この現象を博士は、オッセオインテグレーションと名付けました。訳すと、骨との融合という意味です。金属と骨との融合は考えられなかったのですが、チタンは生体組織に受け入れられる性質を持っている事で、チタンをインプラントに用いる治療の開発が始まりました。
その後、13年間も臨床実験を重ね、現在のインプラント治療に至っています。軽く丈夫な純チタンのインプラントと骨と融合し、天然の歯根と変わりなく、歯冠を支える治療方法を考え出されました。この治療方法は博士の名前を取り、ブローネマルクシステムと名付けられました。ブリッジや入れ歯などは、歯根がないので、噛む力も弱まり、周囲の歯に負荷がかかる可能性が大きいのです。

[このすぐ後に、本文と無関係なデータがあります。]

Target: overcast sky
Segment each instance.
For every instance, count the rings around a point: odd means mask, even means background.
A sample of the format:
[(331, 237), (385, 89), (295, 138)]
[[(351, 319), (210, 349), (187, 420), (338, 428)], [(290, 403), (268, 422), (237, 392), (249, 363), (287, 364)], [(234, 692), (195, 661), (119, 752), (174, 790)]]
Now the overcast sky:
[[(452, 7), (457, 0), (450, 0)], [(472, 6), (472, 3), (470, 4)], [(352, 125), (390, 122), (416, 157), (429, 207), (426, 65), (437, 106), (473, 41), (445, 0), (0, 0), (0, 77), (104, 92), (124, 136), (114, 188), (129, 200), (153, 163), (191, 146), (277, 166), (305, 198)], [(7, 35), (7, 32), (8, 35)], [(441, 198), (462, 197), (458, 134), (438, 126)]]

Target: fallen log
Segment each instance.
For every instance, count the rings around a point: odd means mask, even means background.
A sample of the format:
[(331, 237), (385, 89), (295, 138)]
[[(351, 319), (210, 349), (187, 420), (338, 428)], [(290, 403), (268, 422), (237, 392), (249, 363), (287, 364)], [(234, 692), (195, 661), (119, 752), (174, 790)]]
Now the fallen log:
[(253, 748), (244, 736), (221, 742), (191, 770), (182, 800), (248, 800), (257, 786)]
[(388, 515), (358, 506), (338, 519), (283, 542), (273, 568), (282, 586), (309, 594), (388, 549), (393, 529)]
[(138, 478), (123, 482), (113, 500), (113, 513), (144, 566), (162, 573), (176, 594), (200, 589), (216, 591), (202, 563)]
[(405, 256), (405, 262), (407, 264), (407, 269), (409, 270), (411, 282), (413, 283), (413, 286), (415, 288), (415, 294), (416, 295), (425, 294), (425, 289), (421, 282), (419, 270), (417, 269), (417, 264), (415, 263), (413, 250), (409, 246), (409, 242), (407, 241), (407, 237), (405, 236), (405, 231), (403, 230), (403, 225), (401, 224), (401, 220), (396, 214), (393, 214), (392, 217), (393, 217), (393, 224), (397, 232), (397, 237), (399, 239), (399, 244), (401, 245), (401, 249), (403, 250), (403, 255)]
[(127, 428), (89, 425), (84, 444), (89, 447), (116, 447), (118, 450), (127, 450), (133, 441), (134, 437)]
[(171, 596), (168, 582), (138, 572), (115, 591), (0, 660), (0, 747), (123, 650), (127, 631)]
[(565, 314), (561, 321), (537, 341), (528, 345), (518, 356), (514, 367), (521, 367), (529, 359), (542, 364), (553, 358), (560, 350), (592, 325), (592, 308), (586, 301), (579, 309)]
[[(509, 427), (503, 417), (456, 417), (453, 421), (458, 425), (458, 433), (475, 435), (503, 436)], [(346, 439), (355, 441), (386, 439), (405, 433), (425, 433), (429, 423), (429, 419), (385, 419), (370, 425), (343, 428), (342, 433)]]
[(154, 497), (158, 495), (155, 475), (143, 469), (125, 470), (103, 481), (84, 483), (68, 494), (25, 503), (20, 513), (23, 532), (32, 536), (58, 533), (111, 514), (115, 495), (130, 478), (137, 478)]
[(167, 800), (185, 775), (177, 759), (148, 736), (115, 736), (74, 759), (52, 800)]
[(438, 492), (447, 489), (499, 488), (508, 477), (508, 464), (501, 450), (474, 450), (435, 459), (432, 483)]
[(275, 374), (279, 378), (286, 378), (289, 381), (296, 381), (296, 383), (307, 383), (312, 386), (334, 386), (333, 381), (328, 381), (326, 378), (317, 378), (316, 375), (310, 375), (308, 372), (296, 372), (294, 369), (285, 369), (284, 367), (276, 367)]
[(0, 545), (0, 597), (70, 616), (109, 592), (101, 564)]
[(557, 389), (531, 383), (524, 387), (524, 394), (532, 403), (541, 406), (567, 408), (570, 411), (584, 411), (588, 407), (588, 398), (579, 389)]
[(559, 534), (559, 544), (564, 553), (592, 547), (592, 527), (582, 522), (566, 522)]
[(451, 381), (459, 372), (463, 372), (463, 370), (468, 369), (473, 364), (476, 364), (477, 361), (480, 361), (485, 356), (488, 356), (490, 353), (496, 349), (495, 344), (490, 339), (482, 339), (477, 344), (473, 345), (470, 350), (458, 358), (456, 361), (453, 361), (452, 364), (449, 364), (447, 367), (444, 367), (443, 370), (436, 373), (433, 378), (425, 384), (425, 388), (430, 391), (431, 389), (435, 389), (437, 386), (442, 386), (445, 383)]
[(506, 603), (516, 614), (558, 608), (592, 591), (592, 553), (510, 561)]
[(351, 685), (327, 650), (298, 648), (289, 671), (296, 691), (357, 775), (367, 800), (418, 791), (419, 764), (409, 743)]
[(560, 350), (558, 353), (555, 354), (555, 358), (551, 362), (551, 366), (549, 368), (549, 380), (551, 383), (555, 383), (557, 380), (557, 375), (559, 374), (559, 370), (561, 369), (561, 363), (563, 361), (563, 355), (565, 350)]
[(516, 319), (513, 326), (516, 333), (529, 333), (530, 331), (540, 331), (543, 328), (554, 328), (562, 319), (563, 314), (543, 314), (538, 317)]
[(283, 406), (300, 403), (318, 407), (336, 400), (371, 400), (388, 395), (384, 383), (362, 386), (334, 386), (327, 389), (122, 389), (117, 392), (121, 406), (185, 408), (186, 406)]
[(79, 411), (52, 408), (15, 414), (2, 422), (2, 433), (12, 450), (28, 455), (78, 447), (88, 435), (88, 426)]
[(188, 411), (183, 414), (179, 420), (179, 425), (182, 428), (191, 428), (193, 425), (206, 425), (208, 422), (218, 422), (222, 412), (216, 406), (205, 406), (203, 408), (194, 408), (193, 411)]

それに比べ、インプラントを用いた治療は、しっかりと人工歯根を顎の骨に埋め込み、その上から人工の歯を取り付けるので、ほぼ正常な歯と変わりません。インプラントの治療は親不知を抜く程度で、10分前後で終わります。インプラント=人工歯根と書いてきましたが、現在では関節や顎顔面など、身体の他の部分にも応用できないかと、研究が進められています。